Que no nos engañe su imagen internacional de bon vivants que se la pasan en el bon appetit: Lyon vive en constante estado de guerra, y la evidencia está por todas partes. La querella emana fuertes aromas que invaden la ciudad: por la mañana, cuando las puertas de las boulangeries cerca de la plaza de Víctor Hugo abren, disparan el cálido vaho del pan recién hecho, que monta trifulca con la acidez del café recién molido. Las dianas avisan que la batalla del día inició: ¿Quién tiene la masa madre más antigua? ¿Qué panadería tiene la técnica más tradicional? ¿Qué local ha alcanzado el balance perfecto entre la crujiente costra, el suave y elástico interior? La competencia es dura para los que tienen un changarro de comida en la ciudad con más estrellas Michelin per cápita del mundo.
Al mediodía, la batalla cambia de campo: en la cocina de un bistró sobre la Rue Saint-Jean se destapa una cazuela que lleva toda la mañana en el fuego, y la ventana deja escapar al fantasma de horas de trabajo: un cálido apapacho de carne y cebolla compite con el excitante aroma a azúcar quemada que proviene de la brasserie que se encuentra cruzando la calle, apelotada junto a las muchas que pueblan el Vieux Lyon Quarantaine. Las oleadas de aroma nos atacan como flechas dispuestas a rompernos la hiel. Nosotros somos víctimas fáciles, pero los lioneses parecen haberse vuelto inmunes a los sencillos trucos que a nosotros nos tienen de rodillas.
Los padres se decepcionan al ver a sus hijos salir de McDonald’s frente a la Plaza Bellecour mascando ese producto que los americanos tienen el descaro de llamar french fries. Cómo puede el epítome de la fastfood incluir cualquier reminiscencia a la Galia. Cómo se atreven a ponerle el mismo gentilicio de Francia a algo que tiene menos de tres horas de preparación, ya ni hablemos de los años de maduración y fermentación que requieren ciertos productos. Ridículo. Es obvio que a esos pequeños les faltan años de añejamiento, necesitan más tiempo en la olla. No están todavía, en el recetario de la madurez, ni lejos del boeuf bourguignon.

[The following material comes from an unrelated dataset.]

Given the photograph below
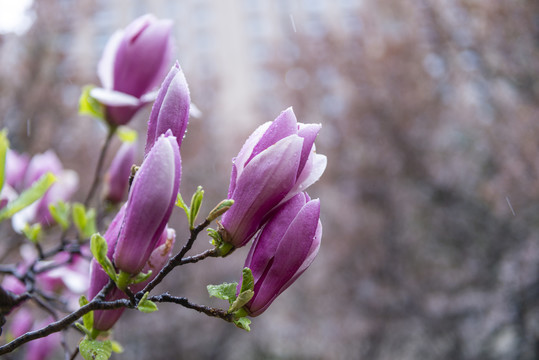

Los lioneses son tan diestros en la guerra gastronómica, que no hubo modo de ganar: derrotaron a nuestra cartera a fuerza de tartas de praliné, potajes y quesos marmoleados con hongos milenarios. Caímos a los pies del recién fallecido Paul Bocuse, y no tuvimos más remedio que entregar, en apenas cinco días, el presupuesto de una quincena de comidas. Abusamos. De los ahora inalcanzables jamones glaseados, de los macarrones y los confites del mercado de Les Halles, nos quedó sólo la añoranza. La guerra cruel, más cruel porque siempre deriva en crisis, nos obligó a comer en McDonald’s los días siguientes, a masticar, mártires en la ciudad de las delicias, esas fries que de french no tienen nada.